Talk:Complex Numbers cannot be Ordered Compatibly with Ring Structure
I think I added many details instead of drastically changing the framework of the proof... --kc_kennylau (talk) 06:09, 11 December 2016 (EST)
- Difficult to tell. The first proof is more readable and can be followed easily. The structure and direction of the new one are unclear. --prime mover (talk) 06:20, 11 December 2016 (EST)
- The problem is that the first statement of this proof is not yet demonstrated. In fact it is a combination of the antisymmetry of ordering and compatibility with addition. --kc_kennylau (talk) 06:22, 11 December 2016 (EST)
- Okay, I'll see what I can do to keep us all happy -- leave it with me, and we can take this forward when I've had a play with it, yeah? --prime mover (talk) 06:53, 11 December 2016 (EST)
I will say this though: pasting this up as a Featured Proof was a bit premature if it was of such poor quality in the first place. The accepted form is to offer it up as a POTW candidate, and give other contributors a chance to discuss it. I would not have made it POTW myself, but since the suggestion was made 16 microseconds before putting it live, the chance to discuss it was limited. --prime mover (talk) 06:57, 11 December 2016 (EST)
- Sorry about that. I didn't realize that there was a probem. It was a PotW Candidate for 4 years, though. It's been a long time since the POTW was changed, so I picked one from the existing candidates that has been a candidate for a long time, without realizing that the proof could have been improved. --GFauxPas (talk) 07:09, 11 December 2016 (EST)
- Was it? Silly me, I thought it had just been made a candidate. I apologise, I should have been wearing a head for a change.
- Anyway, how about this? --prime mover (talk) 07:16, 11 December 2016 (EST)
- The logic behind the two proofs is the same. --kc_kennylau (talk) 07:29, 11 December 2016 (EST)
- How about this? Instead of saying "$0 \prec z \lor 0 \prec -z$, but not both", say "$0 \prec z \lor z \prec 0$, but not both".
- The first proof shows that $0 \prec 1$ and $0 \prec -1$, contradicting the initial statement (a one-step process), and no more need be said.
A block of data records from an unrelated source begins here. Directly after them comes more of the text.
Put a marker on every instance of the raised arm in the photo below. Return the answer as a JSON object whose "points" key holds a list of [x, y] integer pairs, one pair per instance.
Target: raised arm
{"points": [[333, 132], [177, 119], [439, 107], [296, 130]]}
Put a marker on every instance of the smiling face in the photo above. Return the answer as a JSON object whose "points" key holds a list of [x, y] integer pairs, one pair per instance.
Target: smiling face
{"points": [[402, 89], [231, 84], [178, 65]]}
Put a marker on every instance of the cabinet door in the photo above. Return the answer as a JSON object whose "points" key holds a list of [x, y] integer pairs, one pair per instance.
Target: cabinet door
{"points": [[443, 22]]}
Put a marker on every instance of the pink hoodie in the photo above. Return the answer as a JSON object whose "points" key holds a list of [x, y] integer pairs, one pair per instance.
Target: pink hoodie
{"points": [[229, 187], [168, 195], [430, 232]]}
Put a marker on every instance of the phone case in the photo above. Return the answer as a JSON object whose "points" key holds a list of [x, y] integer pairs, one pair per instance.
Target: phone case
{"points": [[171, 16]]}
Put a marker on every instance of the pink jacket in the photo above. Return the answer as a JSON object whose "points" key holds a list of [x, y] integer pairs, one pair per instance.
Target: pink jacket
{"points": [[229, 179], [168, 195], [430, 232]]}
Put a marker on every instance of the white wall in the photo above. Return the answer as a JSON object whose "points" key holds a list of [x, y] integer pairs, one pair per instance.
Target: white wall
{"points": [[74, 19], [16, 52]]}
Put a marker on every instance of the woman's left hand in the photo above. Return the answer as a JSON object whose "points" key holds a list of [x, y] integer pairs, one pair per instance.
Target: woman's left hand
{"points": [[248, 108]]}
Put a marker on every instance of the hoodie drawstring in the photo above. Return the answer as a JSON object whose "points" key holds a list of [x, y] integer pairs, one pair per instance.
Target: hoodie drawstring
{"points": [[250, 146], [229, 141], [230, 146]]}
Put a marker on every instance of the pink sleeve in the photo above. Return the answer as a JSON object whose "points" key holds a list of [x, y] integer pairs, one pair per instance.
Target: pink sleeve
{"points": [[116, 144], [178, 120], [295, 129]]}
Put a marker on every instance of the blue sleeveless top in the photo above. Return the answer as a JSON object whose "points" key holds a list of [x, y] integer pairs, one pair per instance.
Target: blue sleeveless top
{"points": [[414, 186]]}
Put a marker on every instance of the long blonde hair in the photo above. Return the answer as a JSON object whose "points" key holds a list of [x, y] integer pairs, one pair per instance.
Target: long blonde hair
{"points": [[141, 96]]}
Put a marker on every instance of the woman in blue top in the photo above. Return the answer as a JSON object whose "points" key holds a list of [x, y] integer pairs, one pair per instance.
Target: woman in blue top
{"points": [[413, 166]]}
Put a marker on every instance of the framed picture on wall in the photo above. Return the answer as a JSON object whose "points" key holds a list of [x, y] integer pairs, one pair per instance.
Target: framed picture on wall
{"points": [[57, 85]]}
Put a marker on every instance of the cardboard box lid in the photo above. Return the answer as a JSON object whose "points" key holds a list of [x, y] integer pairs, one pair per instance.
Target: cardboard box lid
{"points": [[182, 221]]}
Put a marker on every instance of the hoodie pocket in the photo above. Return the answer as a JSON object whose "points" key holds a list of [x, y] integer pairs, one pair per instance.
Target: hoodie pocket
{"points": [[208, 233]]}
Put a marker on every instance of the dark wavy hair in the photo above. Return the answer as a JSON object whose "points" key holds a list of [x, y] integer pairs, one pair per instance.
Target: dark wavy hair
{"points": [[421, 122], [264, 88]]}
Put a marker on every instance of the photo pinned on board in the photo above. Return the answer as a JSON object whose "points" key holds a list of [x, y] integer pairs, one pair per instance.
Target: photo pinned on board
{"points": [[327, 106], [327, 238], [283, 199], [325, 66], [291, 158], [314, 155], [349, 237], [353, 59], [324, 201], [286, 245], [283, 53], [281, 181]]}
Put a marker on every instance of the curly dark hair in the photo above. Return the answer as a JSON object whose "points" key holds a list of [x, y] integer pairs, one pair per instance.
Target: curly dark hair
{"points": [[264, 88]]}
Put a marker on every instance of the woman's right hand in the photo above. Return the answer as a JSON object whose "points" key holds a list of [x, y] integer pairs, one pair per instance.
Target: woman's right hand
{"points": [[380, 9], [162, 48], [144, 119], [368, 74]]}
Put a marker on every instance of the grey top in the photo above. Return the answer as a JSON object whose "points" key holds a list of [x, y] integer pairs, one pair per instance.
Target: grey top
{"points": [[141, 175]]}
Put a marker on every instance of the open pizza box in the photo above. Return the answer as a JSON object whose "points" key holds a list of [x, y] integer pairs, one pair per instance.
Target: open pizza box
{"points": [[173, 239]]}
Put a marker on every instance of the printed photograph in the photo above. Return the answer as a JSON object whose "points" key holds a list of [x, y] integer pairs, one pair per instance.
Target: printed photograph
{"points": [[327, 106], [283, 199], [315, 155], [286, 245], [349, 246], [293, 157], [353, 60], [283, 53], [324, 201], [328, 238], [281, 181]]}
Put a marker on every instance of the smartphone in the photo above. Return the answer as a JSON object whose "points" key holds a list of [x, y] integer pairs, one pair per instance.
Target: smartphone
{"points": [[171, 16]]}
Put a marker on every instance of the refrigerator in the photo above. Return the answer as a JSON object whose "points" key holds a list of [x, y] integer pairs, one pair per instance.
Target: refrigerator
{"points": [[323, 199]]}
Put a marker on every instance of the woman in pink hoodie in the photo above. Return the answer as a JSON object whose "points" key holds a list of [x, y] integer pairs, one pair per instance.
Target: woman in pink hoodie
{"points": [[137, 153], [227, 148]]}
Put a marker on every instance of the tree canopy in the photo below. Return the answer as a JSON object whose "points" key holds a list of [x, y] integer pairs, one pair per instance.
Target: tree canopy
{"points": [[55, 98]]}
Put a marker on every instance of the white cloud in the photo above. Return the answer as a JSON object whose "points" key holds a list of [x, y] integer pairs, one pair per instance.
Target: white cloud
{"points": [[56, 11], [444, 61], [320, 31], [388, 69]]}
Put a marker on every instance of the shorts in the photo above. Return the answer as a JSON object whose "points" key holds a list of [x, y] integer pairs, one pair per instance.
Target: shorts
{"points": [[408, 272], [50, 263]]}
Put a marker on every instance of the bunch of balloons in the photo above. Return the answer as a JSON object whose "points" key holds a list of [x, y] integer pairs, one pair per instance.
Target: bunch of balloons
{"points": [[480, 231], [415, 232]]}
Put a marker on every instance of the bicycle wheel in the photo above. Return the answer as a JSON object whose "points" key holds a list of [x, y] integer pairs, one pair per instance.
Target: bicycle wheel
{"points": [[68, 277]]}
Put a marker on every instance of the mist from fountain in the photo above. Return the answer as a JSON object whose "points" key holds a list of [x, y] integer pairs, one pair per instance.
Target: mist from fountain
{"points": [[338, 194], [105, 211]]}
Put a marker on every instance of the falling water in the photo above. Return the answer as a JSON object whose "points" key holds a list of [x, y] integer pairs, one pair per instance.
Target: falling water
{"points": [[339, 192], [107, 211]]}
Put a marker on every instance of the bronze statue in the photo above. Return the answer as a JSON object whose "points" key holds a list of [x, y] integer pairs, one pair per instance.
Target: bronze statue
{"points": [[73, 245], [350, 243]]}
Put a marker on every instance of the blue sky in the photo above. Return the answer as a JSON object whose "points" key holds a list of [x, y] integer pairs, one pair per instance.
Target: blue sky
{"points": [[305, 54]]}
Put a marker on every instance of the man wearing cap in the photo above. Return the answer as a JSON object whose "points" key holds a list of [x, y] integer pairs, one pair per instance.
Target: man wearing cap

The contradiction has been demonstrated and the proof is complete.
- The second proof takes two steps: once to prove $0 \preceq -1$ and the second to prove that $1 = 0$. Completely different. --prime mover (talk) 08:12, 11 December 2016 (EST)
- I have added some more detail to $(1)$, so as to emphasise the specific result and the specific statement that leads to its own contradiction. --prime mover (talk) 08:21, 11 December 2016 (EST)
- You will find that they are the same once you try to justify hypothesis $(1)$. --kc_kennylau (talk) 08:24, 11 December 2016 (EST)
- No. We have specified that $\preceq$ is an ordering. Definition of an ordering: $a \preceq b \land b \preceq a \implies a = b$. A strict ordering is defined as $a \prec b \iff a \preceq b \land a \ne b$. Thus $(1)$. We do not need to wade through all that on this page. If you feel the need, link to whatever existing proofs already exist in order theory to justify the statement of $(1)$. --prime mover (talk) 08:31, 11 December 2016 (EST)
I linked to a result I made. This, I feel, keeps pm's proof the same but also alleviates kc's concerns. I'll leave it up to you guys to decide if kc's proof is worth keeping, because as far as I am aware he only made his proof to address the equivalence between what is now called condition $(1)$ and condition $(1')$. --GFauxPas (talk) 09:36, 11 December 2016 (EST)
- Yes, this is what I was taking for granted as a result: Properties of Ordered Ring. Still needs completing and restructuring. --prime mover (talk) 10:35, 11 December 2016 (EST)
- But both are valid proofs, and both should stay. --prime mover (talk) 11:01, 11 December 2016 (EST)